Donovan heard Ravn suck in her breath, and realized that it was a revelation to her, too. Otherwise, she might have used it as an argument during the slide down the Tightrope. He could feel Pedant digging and digging. But … nothing surfaced. All memories had been cauterized.
“Padaborn,” he whispered, as if the sound of the name on his own lips might resurrect some sense of identity. But it was the name of a stranger.
“An inspiration to us all,” said Gidula. “When the others learn you have returned, their morale will soar.”
“You owe it to the men you once led,” Oschous added, “to lead them once more—and their sons and daughters with them.”
“Do we?” Donovan said. “We have no recollection of being Padaborn; no desire to pick up his fallen torch.”
Dawshoo smacked the table. “I never thought this play too promising, and the promise grows less. A man is the sum total of his deeds. If this Donovan buigh does not remember that Padaborn, he will not remember how he escaped the Secret City. Olafsdottr?”
The ebony Shadow cocked her head. “Yes, First Speaker?”
Dawshoo jerked his head at Donovan and shrugged.
“Hold,” said Gidula. “Rofort once wrote that ‘A house is a pile of blocks, but not only a pile of blocks. When the house is torn down, the blocks remain, but where has the house gone?’”
“We haven’t time for your philosophy,” Dawshoo said impatiently. “We leave for Ashbanal tonight. Manlius awaits us there.”
“The house of Padaborn has been demolished,” Gidula said. “But perhaps some blocks remain. He need not remember himself in order to remember his deeds. And all we need is the remembrance of one deed particular.”

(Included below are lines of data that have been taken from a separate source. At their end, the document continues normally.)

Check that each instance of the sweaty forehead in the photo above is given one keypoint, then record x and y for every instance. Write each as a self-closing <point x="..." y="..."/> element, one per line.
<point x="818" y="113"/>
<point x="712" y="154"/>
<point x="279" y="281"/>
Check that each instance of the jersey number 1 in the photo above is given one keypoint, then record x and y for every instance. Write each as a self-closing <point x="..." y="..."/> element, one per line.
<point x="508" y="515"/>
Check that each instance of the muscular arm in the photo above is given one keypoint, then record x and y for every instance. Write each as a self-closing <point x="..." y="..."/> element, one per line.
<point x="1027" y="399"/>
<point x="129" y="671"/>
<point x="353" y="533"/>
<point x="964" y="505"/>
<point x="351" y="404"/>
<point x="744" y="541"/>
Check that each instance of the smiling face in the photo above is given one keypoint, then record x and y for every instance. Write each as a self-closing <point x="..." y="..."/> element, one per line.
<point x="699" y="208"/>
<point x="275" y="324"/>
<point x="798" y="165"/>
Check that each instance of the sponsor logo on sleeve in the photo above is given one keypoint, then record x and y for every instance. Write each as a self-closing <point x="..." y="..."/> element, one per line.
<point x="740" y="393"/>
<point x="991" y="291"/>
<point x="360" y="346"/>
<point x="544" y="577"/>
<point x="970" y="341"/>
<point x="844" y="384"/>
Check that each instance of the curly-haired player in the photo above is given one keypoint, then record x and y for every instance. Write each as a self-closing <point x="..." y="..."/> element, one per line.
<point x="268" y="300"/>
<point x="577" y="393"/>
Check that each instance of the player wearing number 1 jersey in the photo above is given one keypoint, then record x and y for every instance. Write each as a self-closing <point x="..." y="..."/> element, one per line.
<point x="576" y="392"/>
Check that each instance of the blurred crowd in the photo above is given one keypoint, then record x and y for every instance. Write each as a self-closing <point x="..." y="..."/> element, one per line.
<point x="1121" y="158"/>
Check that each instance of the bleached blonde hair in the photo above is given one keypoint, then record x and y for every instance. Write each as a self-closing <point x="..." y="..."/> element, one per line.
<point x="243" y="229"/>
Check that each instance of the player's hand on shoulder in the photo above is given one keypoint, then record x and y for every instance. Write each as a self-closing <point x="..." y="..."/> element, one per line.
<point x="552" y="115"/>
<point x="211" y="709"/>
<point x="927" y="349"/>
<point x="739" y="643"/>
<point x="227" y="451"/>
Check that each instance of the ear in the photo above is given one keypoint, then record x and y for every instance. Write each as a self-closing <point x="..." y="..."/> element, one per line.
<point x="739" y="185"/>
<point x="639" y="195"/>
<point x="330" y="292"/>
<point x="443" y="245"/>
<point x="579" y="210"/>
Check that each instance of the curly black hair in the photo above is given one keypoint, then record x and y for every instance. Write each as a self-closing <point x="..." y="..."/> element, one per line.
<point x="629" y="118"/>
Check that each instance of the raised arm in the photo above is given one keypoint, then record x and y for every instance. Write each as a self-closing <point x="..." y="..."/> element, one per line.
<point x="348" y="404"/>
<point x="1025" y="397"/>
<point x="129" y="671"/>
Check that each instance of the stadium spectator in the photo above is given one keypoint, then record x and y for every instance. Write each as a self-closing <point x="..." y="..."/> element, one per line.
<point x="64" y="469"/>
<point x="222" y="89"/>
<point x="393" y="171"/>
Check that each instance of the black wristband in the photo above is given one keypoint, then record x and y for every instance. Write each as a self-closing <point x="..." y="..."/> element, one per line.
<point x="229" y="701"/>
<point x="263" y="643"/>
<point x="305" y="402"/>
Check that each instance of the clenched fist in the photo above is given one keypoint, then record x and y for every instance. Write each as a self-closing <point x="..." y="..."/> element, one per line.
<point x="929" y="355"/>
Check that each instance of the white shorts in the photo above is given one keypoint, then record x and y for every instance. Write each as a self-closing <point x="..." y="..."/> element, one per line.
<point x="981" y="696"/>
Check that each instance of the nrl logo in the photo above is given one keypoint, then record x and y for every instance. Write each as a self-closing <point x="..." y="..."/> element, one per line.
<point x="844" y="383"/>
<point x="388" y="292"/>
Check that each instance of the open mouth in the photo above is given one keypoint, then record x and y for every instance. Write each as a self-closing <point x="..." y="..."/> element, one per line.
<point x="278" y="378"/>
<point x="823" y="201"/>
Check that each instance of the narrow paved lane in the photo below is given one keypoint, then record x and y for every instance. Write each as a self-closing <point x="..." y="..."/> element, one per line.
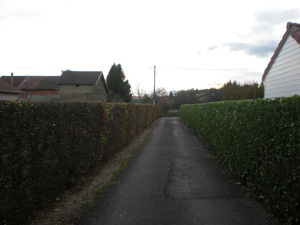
<point x="172" y="180"/>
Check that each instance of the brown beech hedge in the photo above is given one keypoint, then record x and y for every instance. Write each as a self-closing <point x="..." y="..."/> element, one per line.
<point x="47" y="147"/>
<point x="259" y="142"/>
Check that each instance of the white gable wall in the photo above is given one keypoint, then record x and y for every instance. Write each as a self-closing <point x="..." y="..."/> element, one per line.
<point x="283" y="78"/>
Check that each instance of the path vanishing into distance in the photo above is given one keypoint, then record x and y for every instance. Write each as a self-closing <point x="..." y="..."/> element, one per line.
<point x="174" y="180"/>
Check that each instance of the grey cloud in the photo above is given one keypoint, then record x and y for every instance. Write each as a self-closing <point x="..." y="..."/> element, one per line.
<point x="277" y="16"/>
<point x="261" y="50"/>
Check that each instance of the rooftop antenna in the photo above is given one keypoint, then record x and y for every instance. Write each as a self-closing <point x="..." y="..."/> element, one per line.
<point x="154" y="85"/>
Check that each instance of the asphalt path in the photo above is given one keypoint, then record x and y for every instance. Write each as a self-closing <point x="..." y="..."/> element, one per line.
<point x="174" y="180"/>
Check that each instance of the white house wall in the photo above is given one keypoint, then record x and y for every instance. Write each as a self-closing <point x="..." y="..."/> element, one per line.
<point x="283" y="78"/>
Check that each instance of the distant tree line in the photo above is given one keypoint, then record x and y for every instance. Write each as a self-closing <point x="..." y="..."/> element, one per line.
<point x="231" y="90"/>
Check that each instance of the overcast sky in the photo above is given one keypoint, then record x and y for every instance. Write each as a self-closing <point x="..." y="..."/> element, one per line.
<point x="194" y="44"/>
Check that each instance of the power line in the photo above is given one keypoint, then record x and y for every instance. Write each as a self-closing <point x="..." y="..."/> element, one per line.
<point x="208" y="69"/>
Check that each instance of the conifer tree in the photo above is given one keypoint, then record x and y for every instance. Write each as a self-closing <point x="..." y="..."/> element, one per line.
<point x="116" y="83"/>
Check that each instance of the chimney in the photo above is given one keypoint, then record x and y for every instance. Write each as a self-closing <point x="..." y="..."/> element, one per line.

Oschous grinned. “You’re a clever one, Gidula. Or you’re a fatuous old fool. We’re as likely to hear wisdom from the one as the other. What say, Dawshoo? We’ll take him with us. Something familiar may jog a memory or two.”
Dawshoo rose. “It’s your play, Gidula. Take it as far as you can without risking us all.”
“Will you start the whisper campaign?”
“If I do, you had best deliver Padaborn. If not the Padaborn, at least a Padaborn. Train him up, if you must.” He watched Donovan drain the uisce bowl. “And if you can.”
With that, he departed. One of the magpies left with him.
Gidula too, prepared to leave. To Olafsdottr, he said, “Be sure he arrives at Port Rietta before the departure deadline. Keep the boots off his neck. Are you coming, Oschous?”
The third Triumvir shook his massive head. “I think I’ll stay with our hero.”
Gidula shrugged. “As you will.”
After Gidula had left with the other magpie, Oschous shifted to the other side of the table so he could sit facing Donovan and Olafsdottr. He leaned back against the partition and lifted his feet to the table, linking his hands behind his head. His smile heightened his foxlike appearance. “So, Gesh,” he said. “What are we to do with you?”
The scarred man shrugged. “Send me home? I doubt we can be of much use to you.”
But Oschous shook his head. “That’s not what we do with things of ‘not much use.’ You should be grateful to Gidula, you know. He saved your life—twice—this past hour.”
The Fudir grunted. “Tell me again the difference between your lot and Those.”
The Dog head smiled broadly. “‘It takes all kinds to make a world,’ an ancient prophet said. People are like those gas molecules the scientisticals jabber of. They go about in every direction and so the whole body of them goes nowhere in particular. To have enough people move in the same direction you can’t wait until they do it for the same reasons. Afterward—if there is an afterward—there will be a sorting out. And Friend Donovan?” He stopped smiling. “I think you’ll be a lot more useful than you realize.”